Based upon the $11.50 exercise price per share of Class A Common Stock issuable upon exercise of the Warrants.


(5)

At the time of the prior fee payment, consisted of: (i) 4,500,000 shares of Class A Common Stock issued pursuant to, and on the terms and subject to the conditions of, those certain subscription agreements dated April 19, 2021, under which certain investors collectively subscribed for 4,500,000 shares of Class A Common Stock at $10.00 per share for aggregate gross proceeds of $45,000,000; (ii) up to 12,999,978 shares of Class A Common Stock (the “Exchangeable Note Shares”) issuable upon exchange  of CompoSecure Holdings, L.L.C.’s exchangeable senior notes (“Exchangeable Notes”), which consists of 11,304,340 shares at the base conversion price of $11.50 per share, plus an additional aggregate amount of up to 1,695,638 shares to cover adjustments which are applicable in limited circumstances under the Note PIPE subscription agreements; (iii) 61,136,800 shares of Class A Common Stock issuable upon exchange (on a one-for-one basis, subject to adjustment) of shares of Class B Common Units issued by CompoSecure Holdings, L.L.C. (the subsidiary of the registrant), and cancellation of a corresponding number of shares of Class B Common Stock, par value $0.0001 per share (the “Class B Common Stock”) held by certain selling security holders named in the prospectus which forms a part of this registration statement; (iv) up to 6,964,236 shares of Class A Common Stock (the “Earnout Shares”) issuable to certain selling security holders in earn-out consideration based on the achievement by the registrant of certain stock price thresholds; (v) 10,837,400 shares of Class A Common Stock issuable upon exercise of the Private Placement Warrants prior to the public resale of the Private Placement Warrants; and (vi) 5,789,000 shares of Class A Common Stock issued to Roman DBDR Tech Sponsor LLC (“Sponsor”) upon conversion of 5,789,000 shares of Class B Common Stock, originally issued to Sponsor in connection with the registrant’s initial public offering.
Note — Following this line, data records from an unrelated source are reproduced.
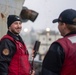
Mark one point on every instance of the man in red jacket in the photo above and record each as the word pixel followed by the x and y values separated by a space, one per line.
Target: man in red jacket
pixel 14 57
pixel 61 57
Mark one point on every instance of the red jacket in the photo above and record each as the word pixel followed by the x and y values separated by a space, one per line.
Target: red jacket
pixel 69 45
pixel 19 64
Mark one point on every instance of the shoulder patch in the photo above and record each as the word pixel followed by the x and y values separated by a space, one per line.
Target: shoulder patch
pixel 5 52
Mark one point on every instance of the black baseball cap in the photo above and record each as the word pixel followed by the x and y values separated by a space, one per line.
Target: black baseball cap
pixel 11 19
pixel 68 16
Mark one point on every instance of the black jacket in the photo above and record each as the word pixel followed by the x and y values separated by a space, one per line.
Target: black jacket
pixel 11 49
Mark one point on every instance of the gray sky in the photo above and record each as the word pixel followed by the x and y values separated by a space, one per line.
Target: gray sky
pixel 48 10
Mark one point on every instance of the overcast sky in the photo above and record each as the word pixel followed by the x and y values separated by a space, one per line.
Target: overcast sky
pixel 48 10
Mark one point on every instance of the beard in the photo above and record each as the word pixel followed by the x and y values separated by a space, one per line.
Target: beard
pixel 16 31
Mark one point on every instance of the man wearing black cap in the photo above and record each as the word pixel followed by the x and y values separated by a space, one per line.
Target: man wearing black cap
pixel 61 57
pixel 13 53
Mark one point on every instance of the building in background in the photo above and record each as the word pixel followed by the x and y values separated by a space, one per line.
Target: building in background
pixel 46 37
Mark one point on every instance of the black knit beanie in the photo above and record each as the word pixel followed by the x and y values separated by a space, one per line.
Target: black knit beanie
pixel 11 19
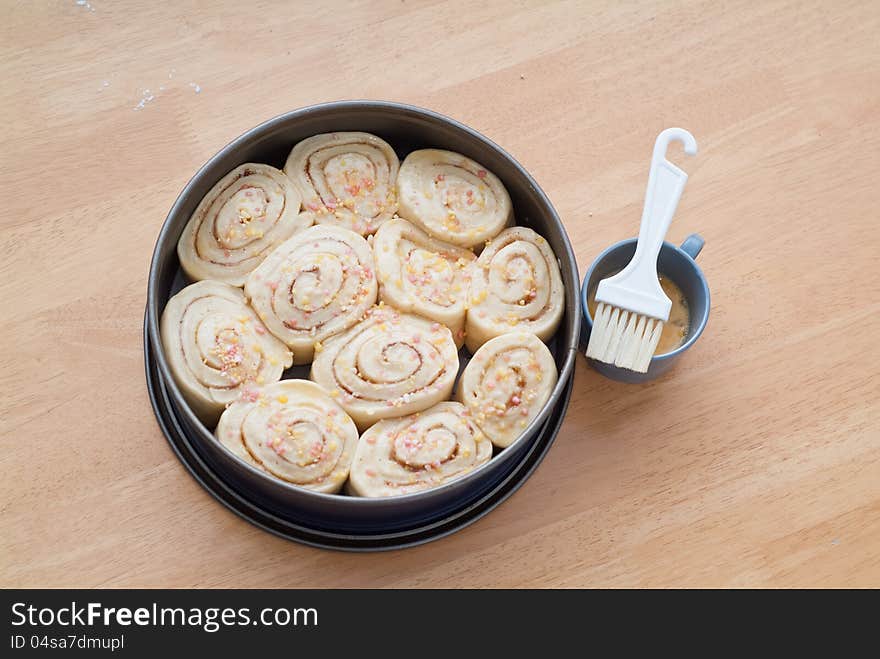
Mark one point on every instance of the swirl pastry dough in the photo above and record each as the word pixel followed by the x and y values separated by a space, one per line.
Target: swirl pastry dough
pixel 452 197
pixel 293 430
pixel 506 384
pixel 422 275
pixel 388 365
pixel 241 219
pixel 417 452
pixel 217 347
pixel 346 179
pixel 516 286
pixel 318 283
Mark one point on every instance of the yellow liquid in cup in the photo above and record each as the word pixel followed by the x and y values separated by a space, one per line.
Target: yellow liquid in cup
pixel 675 330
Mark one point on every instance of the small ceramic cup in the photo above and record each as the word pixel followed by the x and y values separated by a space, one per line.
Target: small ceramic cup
pixel 677 263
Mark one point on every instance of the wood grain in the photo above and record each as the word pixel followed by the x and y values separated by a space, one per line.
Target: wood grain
pixel 755 462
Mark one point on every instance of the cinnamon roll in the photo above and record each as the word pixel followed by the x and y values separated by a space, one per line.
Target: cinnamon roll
pixel 516 286
pixel 293 430
pixel 423 275
pixel 318 283
pixel 388 365
pixel 217 347
pixel 506 384
pixel 346 179
pixel 452 197
pixel 241 219
pixel 417 452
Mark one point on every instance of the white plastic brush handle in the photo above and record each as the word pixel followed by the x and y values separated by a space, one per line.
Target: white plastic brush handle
pixel 637 287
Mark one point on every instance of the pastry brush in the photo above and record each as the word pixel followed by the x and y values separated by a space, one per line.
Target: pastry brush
pixel 631 305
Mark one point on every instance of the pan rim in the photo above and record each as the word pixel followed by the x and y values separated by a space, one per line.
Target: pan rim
pixel 567 261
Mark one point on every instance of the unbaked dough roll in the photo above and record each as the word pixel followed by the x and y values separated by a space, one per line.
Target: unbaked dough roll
pixel 217 347
pixel 241 219
pixel 346 179
pixel 516 286
pixel 293 430
pixel 452 197
pixel 417 452
pixel 318 283
pixel 506 384
pixel 388 365
pixel 423 275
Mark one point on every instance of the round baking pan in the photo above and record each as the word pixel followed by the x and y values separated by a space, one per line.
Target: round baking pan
pixel 248 506
pixel 406 128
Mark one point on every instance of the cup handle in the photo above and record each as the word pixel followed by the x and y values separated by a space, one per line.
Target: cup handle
pixel 692 245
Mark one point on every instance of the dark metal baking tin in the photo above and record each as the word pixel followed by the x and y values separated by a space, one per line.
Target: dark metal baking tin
pixel 339 521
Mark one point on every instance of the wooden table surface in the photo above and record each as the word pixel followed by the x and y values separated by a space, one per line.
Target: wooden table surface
pixel 755 462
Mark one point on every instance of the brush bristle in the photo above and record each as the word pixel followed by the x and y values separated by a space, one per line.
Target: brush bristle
pixel 624 338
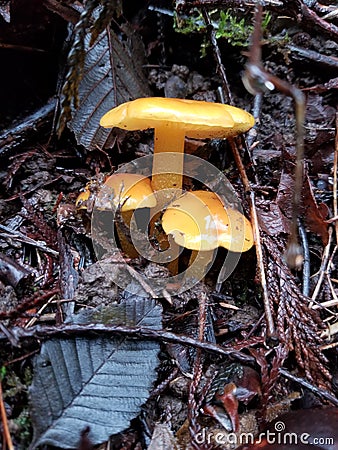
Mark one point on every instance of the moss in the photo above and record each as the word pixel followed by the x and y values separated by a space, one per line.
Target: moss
pixel 236 31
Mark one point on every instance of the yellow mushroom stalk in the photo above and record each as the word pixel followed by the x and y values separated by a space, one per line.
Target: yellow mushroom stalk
pixel 173 120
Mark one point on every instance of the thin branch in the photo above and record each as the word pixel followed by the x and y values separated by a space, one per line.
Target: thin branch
pixel 7 435
pixel 68 330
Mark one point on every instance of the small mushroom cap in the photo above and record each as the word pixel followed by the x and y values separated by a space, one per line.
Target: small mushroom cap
pixel 198 119
pixel 198 220
pixel 129 190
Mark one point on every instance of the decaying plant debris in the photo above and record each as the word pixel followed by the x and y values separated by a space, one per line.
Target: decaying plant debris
pixel 227 356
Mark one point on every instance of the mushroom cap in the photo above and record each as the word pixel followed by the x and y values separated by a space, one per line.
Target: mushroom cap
pixel 198 220
pixel 197 118
pixel 130 190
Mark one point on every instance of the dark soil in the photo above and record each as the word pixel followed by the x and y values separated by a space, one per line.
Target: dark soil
pixel 49 269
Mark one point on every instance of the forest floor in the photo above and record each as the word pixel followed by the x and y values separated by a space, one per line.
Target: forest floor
pixel 230 354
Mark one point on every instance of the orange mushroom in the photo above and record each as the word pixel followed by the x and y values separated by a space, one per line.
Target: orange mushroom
pixel 127 192
pixel 173 120
pixel 200 222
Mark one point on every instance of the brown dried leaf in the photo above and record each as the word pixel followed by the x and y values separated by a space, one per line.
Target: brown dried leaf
pixel 313 213
pixel 111 76
pixel 298 326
The aggregate number of shares of Class A common stock shall be adjusted to include any additional shares of Class A Common Stock that may become issuable as a result of any stock dividend, recapitalization or other similar transaction.

(6)

Estimated solely for the purpose of calculating the registration fee pursuant to Rule 457(c) of the Securities Act, based upon the average of the high and low selling prices of the Class A common stock on January 19, 2022, as reported on the Nasdaq Global Market, under the symbol “CMPO”, which was within five business days of the original filing of the Registration Statement and the time at which the prior fee was paid.

(7)

Represents the resale of 10,837,400 Private Placement Warrants. Pursuant to Rule 457(g), no separate registration fee is required.